# Where should I set up?



## nu2yotes (Feb 25, 2010)

How far do you guys set up from the roads? If I set up just off the road, say 50 - 100 yards, are the coyotes too educated to come in? The areas I hunt are mostly public hunting spots from 300 - 3000 acres. I'm not having any luck and am wondering if it is where I set up.


----------



## mjllag (Feb 19, 2010)

I see coyotes cross roads all the time, so I don't worry about the distance from the road. I try to pay attention to wind direction, topography-can I approach without exposing myself?, and cover. If you think the coyotes are educated try using differnt calls.


----------



## passthru79 (Mar 3, 2010)

Ive killed 3 coyotes within 50 yards of each other this year in a spot that isnt 50 yards off a county road. I think if a vehicle drives by while I yote is coming in that could cause some problems but other than that it is fine. Just stick with it, it will all come together sooner or later and when it does analyze the situation and what you and the coyote did then just try and duplicate that in other areas. Like mjllag said change up your calling, if you have yotes in the area and nothing is coming in you need to switch things up. If your calling open flat fields with out success, move to the timbered areas or thicker cover. I have more luck calling back in the cover compaired to out in the open fields. Pay attention to your approach to a stand, and the wind. Busting a yote on the way in or letting one smell you before you see him is a sure way not to kill one. If you using an electronic call try to get it up wind of you and watch the down wind side, they are notorious for sliping in down wind. Better yet get a partner to go with you and one of you call and the other one set up 100-200 yards down wind, that works great for me.


----------



## nu2yotes (Feb 25, 2010)

Thanks guys, I'll keep at it. Some of the land I was hunting from sun up to sundown was open farmland with pockets of swamp or woods. I figured they had to be in those subtle contours where the swamps came in or in the woods as I couldn't see them out in the fields. But I never did see one. It was a four hour drive out there so I'm not sure if I should tempt it again.


----------



## autumnrider (Feb 2, 2010)

I once read an article that the author actually had rather hunt close to high traffic roads. His idea was because dawgs run the highways parrallel / down wind of road to smell and find road kill.


----------



## brownie (Mar 5, 2010)

mostly i try to pay attention to the wind


----------



## bar-d (Feb 3, 2010)

I have killed better that a dozen coyotes and four or five bobcats on one of my places that a county road runs by.
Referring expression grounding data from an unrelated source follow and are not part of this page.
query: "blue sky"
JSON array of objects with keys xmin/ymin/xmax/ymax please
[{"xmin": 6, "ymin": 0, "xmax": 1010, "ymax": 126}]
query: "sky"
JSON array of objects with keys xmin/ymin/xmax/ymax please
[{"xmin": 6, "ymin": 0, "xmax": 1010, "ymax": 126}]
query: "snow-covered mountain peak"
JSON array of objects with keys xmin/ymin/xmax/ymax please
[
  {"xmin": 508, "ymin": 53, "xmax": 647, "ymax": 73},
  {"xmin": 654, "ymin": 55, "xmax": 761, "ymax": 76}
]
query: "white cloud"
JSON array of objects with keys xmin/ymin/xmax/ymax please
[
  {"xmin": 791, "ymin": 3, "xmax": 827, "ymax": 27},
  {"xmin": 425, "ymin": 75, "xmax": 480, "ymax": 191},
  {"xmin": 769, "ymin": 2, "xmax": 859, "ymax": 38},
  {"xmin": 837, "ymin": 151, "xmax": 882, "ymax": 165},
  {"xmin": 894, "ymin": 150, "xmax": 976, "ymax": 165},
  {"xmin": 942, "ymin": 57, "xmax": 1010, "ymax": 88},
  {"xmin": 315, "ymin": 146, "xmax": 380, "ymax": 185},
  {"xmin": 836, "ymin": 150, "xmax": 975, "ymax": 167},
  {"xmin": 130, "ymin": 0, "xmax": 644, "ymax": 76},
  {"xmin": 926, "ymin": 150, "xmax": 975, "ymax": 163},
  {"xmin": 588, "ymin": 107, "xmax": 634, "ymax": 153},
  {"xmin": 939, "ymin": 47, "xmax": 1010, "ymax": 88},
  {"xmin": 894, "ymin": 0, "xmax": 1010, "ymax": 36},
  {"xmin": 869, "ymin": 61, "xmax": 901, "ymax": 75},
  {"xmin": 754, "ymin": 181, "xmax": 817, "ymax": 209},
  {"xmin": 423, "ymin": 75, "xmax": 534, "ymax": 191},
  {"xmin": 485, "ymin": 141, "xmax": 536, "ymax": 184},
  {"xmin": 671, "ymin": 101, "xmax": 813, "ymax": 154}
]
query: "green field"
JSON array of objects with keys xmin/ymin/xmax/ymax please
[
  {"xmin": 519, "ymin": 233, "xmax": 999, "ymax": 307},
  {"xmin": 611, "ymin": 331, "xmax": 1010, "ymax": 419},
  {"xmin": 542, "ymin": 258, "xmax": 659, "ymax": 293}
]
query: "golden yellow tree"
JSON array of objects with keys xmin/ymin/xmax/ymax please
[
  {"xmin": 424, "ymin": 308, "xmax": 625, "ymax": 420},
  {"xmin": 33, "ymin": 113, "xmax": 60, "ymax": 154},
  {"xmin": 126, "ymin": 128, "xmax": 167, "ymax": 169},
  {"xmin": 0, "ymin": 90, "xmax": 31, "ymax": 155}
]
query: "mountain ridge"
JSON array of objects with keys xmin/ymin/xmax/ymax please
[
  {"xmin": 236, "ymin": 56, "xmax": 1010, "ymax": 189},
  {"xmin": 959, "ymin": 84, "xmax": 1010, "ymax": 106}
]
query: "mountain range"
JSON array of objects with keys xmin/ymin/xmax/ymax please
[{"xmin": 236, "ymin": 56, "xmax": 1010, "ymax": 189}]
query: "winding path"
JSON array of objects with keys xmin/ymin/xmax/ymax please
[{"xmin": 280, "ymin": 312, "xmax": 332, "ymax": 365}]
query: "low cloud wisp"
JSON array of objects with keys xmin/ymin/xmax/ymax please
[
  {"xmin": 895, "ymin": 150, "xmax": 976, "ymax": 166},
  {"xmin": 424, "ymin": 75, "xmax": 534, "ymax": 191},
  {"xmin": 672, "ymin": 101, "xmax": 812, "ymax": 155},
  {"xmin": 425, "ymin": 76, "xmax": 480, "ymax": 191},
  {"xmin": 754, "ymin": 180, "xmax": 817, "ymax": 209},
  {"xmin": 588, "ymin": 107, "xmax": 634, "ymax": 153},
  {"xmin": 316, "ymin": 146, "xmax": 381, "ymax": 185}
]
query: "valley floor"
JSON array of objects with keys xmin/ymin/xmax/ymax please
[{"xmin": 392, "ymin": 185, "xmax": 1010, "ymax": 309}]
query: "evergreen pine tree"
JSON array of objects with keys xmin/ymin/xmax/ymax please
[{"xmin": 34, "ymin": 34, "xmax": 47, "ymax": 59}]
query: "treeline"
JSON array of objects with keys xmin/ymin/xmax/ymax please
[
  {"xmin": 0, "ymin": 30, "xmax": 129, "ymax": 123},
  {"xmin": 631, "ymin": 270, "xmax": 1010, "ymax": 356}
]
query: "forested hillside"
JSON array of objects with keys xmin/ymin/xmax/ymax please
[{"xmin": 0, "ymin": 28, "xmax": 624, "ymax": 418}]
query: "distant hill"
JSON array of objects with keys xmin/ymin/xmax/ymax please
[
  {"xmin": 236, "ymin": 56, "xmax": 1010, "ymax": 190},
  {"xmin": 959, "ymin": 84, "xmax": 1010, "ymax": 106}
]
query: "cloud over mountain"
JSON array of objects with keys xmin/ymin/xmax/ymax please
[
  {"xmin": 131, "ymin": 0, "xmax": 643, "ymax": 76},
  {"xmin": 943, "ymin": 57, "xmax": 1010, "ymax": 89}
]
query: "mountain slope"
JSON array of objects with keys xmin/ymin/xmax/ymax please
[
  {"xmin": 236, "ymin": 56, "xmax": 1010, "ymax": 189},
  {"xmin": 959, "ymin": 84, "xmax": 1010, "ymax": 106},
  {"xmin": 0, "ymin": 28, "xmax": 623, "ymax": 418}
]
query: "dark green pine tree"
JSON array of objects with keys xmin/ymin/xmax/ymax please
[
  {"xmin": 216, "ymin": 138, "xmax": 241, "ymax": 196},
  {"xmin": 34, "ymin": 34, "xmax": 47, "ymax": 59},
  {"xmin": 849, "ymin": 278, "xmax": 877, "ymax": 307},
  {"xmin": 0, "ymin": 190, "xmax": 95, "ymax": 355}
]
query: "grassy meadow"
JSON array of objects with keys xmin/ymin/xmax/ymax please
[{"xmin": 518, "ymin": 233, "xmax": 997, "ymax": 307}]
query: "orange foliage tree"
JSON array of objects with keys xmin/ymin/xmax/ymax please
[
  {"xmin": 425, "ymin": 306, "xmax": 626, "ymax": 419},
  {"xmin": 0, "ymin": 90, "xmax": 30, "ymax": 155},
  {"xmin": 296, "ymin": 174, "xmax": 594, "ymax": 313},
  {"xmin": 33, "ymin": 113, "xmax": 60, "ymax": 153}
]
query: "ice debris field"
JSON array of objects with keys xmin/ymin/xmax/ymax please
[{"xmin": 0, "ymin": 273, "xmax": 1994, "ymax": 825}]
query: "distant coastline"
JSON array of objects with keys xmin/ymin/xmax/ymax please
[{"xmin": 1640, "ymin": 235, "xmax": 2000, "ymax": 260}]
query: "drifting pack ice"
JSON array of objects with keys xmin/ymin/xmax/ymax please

Most of them were within 75 yards of that road.


----------



## Cur Dog (Feb 15, 2010)

Don't really know why they like to next to a road, except they plan on an easy meal (road kill). Be careful on roads In Texas the Game Warden gets pretty upset when He catches you shoot across a road.


----------



## Yooper (Mar 9, 2010)

Path of least resistance. Roads are an easy route and sometimes have a free meal (road kill). Wind direction and scent control are very important to hunting coyotes, as is using a different call if you get busted or even think you might have. Coyotes have about a 6 week memory retension and can get very educated very quick with only one or two mistakes. This makes for a call shy dog that is virtually impossible to call. Good luck...


----------



## coyotejon (Feb 4, 2010)

Yooper-
Where did you get the info that coyotes have a 6 week memory retention? Just curious. Never heard anybody put a number on how long they remember stuff.


----------



## kallinfool (Feb 25, 2010)

Yea! That's a new one to me also!! Kinda funny!!! I'd probably find out what the law states on how far you gotta be from the road first.


----------



## poe (Feb 10, 2010)

If there is a lot of hunting presure in your area you might be better off to be as far off the road as you can. In a area that is has a lot of calling presure coyotes might be a little less likely to come a running to a place where they normally get shot at. Plus you well have to hide your vehicle.


----------



## tkortright (Mar 9, 2010)

i would go fairly far off the road cause your on public land and most people don't go in verry far.


----------



## youngdon (Mar 10, 2010)

I agree that most times you are best to get off the road a bit, that way you won't be disturbed by others.


----------



## swamper (Mar 4, 2010)

Its a northern thing here in mi


----------